Once inside the body, the virus enters cells through a specific process. It gets taken up into small compartments within cells, where enzymes strip away a protective cap on the virus’s surface protein. This exposes a binding site that locks onto a cholesterol transport protein called NPC1, which sits on the inner membranes of these compartments. That binding triggers a shape change in the viral protein that lets the virus fuse with the cell membrane and release its genetic material inside. It’s the same entry mechanism Ebola uses, which is why researchers studying one virus often make breakthroughs relevant to the other.
Treatment Options
There is no approved treatment specifically for Marburg virus disease. Care currently centers on managing symptoms: replacing fluids lost to vomiting and diarrhea, maintaining blood pressure, and treating secondary infections as they arise. This supportive care alone can significantly reduce fatality rates when started early.

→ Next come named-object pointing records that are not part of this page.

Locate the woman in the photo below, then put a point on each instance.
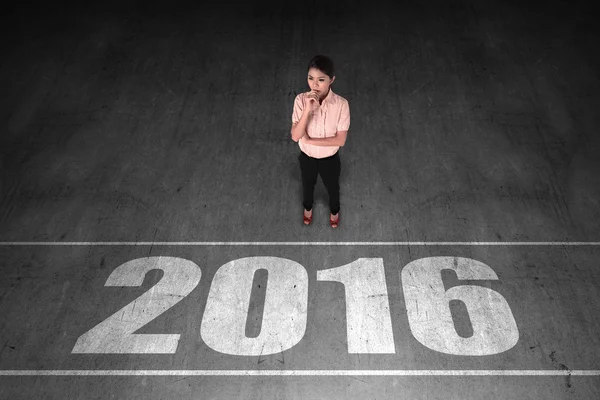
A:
(320, 123)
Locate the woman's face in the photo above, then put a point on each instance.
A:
(319, 81)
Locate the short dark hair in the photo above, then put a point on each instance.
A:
(322, 63)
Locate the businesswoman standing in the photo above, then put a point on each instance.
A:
(320, 123)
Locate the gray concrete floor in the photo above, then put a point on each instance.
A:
(470, 122)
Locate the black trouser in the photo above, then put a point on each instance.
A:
(329, 168)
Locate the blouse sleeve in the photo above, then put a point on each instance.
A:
(344, 120)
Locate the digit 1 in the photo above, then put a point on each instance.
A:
(369, 324)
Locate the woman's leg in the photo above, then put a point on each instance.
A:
(308, 169)
(330, 170)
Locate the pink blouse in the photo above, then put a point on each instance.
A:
(332, 116)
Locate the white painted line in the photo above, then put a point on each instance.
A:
(299, 243)
(351, 372)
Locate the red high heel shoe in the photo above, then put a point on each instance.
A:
(333, 223)
(307, 220)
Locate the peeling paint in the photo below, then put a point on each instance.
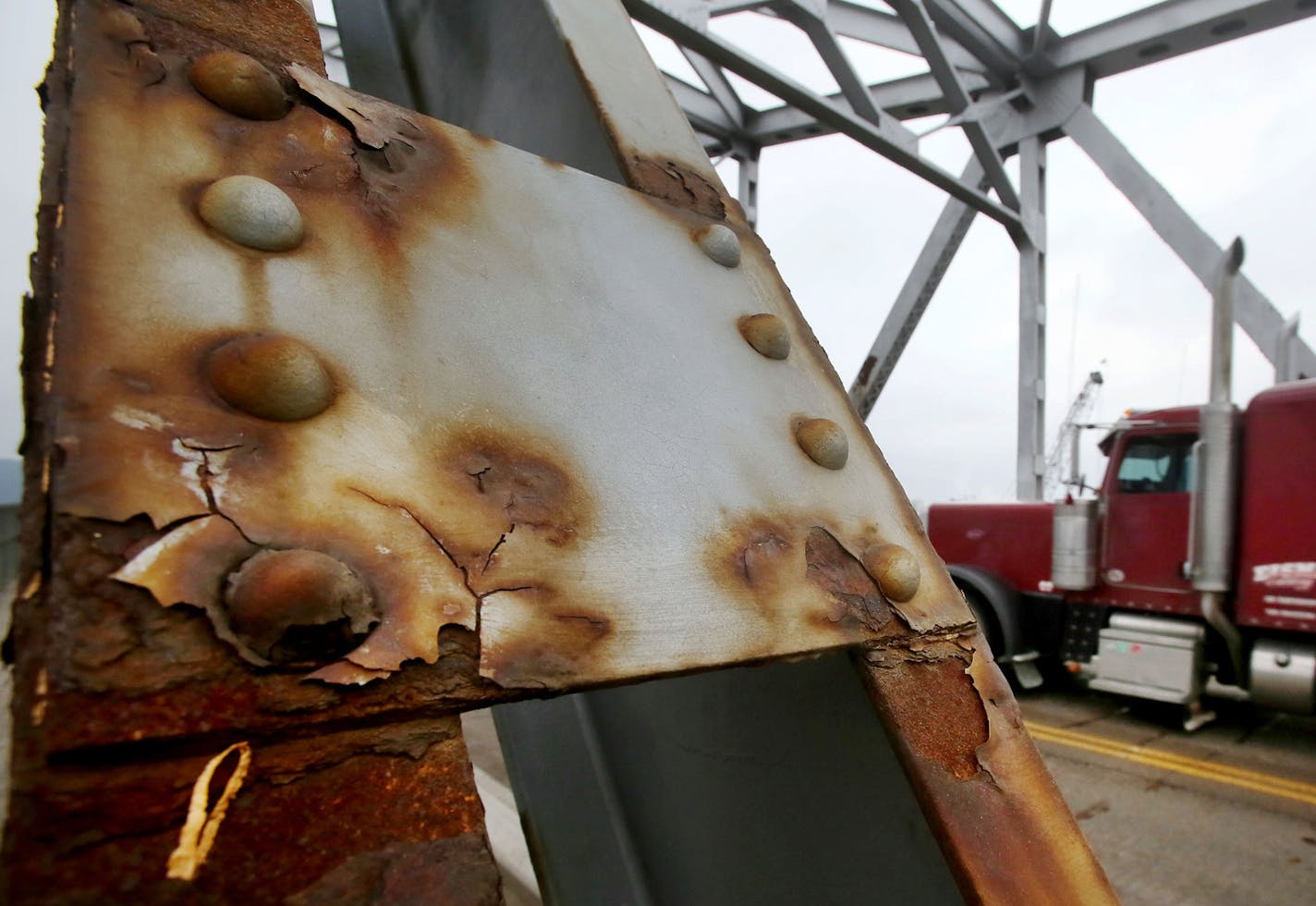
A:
(481, 464)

Several experimental therapies are in development. A monoclonal antibody called MR191-N has shown the most striking results in animal studies, providing up to 100% survival when given within five days of infection. Antiviral drugs originally developed for other viruses are also being tested. During Rwanda’s 2024 outbreak, remdesivir was offered experimentally both as a preventive measure for people recently exposed and as a treatment in combination with a monoclonal antibody therapy called MBP091. Other antivirals that have shown promise in animal studies include favipiravir and galidesivir, which works by disrupting the virus’s ability to copy its genetic material.
Vaccine Development
No vaccine is currently approved, but candidates are progressing through clinical trials. The most advanced is cAd3-Marburg, a single-dose vaccine built on a modified chimpanzee cold virus that delivers a key Marburg surface protein to train the immune system. It completed Phase 1 testing and is now in a Phase 2 trial evaluating safety and immune response in healthy adults. The urgency of recent outbreaks has accelerated this timeline, though a licensed vaccine is still likely years away.

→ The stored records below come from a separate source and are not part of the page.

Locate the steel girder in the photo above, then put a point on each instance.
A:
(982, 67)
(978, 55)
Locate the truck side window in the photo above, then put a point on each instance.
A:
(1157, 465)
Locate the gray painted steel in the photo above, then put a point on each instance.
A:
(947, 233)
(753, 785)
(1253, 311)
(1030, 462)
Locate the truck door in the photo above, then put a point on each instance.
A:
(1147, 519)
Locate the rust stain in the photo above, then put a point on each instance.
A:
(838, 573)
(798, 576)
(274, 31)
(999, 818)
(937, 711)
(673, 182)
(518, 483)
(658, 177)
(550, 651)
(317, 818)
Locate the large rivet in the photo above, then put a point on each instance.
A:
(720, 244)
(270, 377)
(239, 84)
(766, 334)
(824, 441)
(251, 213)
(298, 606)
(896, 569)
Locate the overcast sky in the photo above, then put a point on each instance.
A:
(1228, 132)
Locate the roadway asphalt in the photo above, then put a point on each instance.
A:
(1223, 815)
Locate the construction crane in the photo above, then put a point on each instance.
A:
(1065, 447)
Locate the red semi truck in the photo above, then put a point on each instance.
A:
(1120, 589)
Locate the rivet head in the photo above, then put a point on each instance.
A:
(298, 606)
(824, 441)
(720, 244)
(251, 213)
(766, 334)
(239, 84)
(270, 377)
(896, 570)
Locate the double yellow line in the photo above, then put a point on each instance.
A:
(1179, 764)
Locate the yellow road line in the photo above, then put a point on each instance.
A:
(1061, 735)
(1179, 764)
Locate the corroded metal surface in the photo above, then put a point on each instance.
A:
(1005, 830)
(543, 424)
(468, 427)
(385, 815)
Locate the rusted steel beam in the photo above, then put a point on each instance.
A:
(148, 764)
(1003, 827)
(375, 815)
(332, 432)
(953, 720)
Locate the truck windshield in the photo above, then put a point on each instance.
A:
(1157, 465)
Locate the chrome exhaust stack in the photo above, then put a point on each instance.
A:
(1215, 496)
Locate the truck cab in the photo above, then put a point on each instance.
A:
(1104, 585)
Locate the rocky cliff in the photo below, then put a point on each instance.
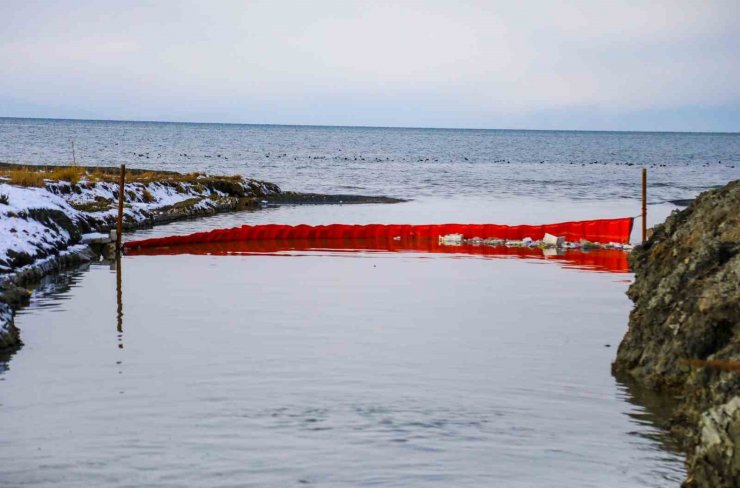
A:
(684, 330)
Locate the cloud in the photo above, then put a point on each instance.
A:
(471, 63)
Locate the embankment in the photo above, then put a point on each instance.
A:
(684, 330)
(45, 211)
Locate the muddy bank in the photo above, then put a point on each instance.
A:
(684, 331)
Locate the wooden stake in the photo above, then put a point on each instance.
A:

Outbreak History and Current Status
The virus was first identified in 1967 when laboratory workers in Marburg and Frankfurt, Germany, and in Belgrade, Yugoslavia, became ill after handling tissues from imported African green monkeys. That outbreak infected 31 people and killed seven. Since then, outbreaks have occurred sporadically, mostly in sub-Saharan Africa.

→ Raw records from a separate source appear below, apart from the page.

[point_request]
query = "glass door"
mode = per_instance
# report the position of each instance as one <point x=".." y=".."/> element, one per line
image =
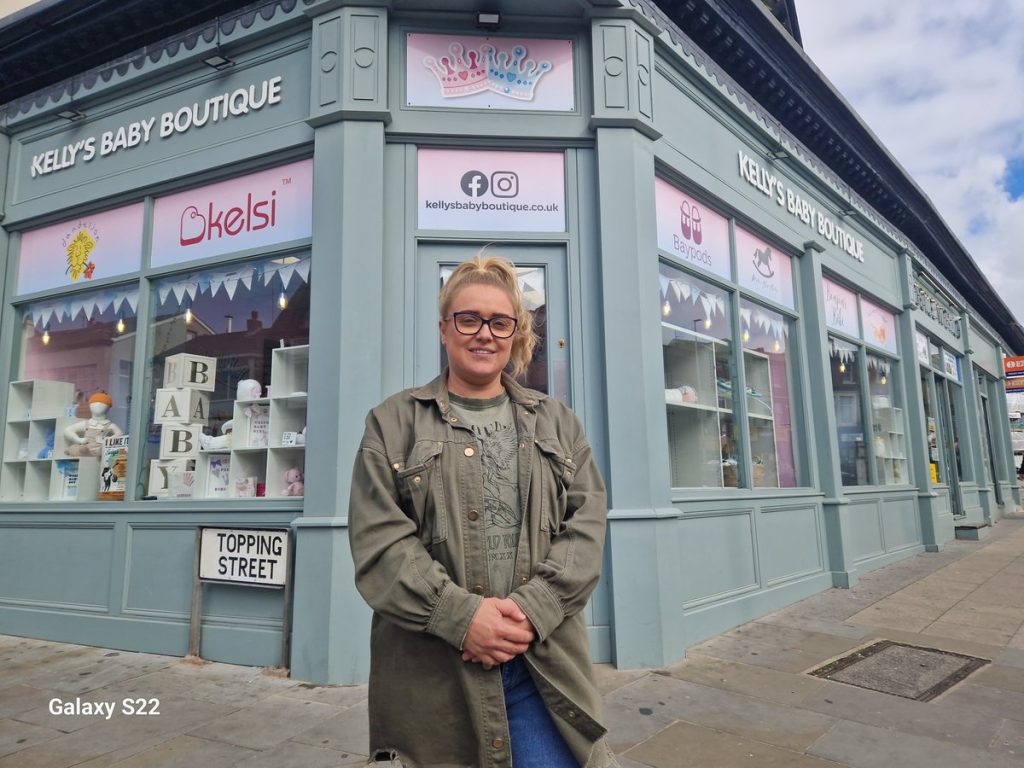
<point x="948" y="442"/>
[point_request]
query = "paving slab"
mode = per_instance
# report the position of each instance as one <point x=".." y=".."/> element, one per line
<point x="347" y="732"/>
<point x="686" y="745"/>
<point x="295" y="755"/>
<point x="762" y="683"/>
<point x="183" y="751"/>
<point x="266" y="723"/>
<point x="867" y="747"/>
<point x="934" y="719"/>
<point x="630" y="717"/>
<point x="15" y="736"/>
<point x="1009" y="739"/>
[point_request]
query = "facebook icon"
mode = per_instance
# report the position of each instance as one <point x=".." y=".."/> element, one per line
<point x="474" y="183"/>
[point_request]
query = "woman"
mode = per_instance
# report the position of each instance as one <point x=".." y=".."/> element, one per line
<point x="476" y="523"/>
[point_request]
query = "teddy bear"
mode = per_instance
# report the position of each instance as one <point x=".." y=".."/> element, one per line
<point x="293" y="481"/>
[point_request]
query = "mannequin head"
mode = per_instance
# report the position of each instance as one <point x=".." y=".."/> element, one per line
<point x="99" y="403"/>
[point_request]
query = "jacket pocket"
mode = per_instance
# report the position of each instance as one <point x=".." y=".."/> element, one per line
<point x="422" y="492"/>
<point x="557" y="471"/>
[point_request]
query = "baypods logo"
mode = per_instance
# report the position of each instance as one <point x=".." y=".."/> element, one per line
<point x="217" y="222"/>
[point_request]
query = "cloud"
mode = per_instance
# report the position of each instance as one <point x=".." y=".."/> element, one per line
<point x="940" y="85"/>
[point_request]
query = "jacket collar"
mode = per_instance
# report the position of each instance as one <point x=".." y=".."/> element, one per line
<point x="437" y="390"/>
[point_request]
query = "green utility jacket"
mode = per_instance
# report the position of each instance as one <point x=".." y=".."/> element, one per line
<point x="416" y="529"/>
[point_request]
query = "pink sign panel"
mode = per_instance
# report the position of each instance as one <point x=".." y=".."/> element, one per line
<point x="880" y="326"/>
<point x="764" y="269"/>
<point x="690" y="231"/>
<point x="492" y="73"/>
<point x="255" y="211"/>
<point x="841" y="308"/>
<point x="485" y="190"/>
<point x="102" y="245"/>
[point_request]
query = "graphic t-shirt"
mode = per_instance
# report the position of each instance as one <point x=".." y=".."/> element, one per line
<point x="494" y="424"/>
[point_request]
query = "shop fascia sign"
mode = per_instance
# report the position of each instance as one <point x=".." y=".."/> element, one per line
<point x="233" y="103"/>
<point x="799" y="206"/>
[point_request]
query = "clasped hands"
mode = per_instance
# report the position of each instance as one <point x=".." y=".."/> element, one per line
<point x="498" y="633"/>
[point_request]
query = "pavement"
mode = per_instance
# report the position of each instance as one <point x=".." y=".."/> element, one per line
<point x="740" y="698"/>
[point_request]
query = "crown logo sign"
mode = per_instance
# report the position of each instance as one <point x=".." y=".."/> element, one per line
<point x="462" y="74"/>
<point x="465" y="73"/>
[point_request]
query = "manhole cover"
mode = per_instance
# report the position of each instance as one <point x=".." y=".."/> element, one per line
<point x="902" y="670"/>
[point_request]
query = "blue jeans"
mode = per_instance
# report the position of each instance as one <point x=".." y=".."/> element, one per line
<point x="536" y="740"/>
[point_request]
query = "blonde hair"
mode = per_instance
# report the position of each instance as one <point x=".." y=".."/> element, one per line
<point x="494" y="270"/>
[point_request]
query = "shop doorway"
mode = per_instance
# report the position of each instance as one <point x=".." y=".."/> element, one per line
<point x="544" y="285"/>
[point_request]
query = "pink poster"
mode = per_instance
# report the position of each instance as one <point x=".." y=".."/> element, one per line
<point x="880" y="326"/>
<point x="102" y="245"/>
<point x="489" y="190"/>
<point x="255" y="211"/>
<point x="489" y="73"/>
<point x="691" y="231"/>
<point x="764" y="269"/>
<point x="841" y="308"/>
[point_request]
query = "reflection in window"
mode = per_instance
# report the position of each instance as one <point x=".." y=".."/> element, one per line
<point x="845" y="366"/>
<point x="698" y="387"/>
<point x="253" y="321"/>
<point x="769" y="399"/>
<point x="73" y="391"/>
<point x="887" y="423"/>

The largest and deadliest outbreak struck Angola in 2005, killing 88% of the 252 confirmed cases. More recently, smaller outbreaks have appeared with increasing frequency: Ghana in 2022, both Equatorial Guinea and Tanzania in 2023, Rwanda in 2024, and Ethiopia in late 2025. Ethiopia’s outbreak, declared over in January 2026, involved 14 confirmed cases and nine deaths.
Most outbreaks remain geographically contained because the virus requires close contact to spread. Imported cases to countries outside Africa have been extremely rare. A traveler returning to the United States from Uganda in 2008 was diagnosed with Marburg virus disease and survived, and a similar imported case occurred in the Netherlands the same year.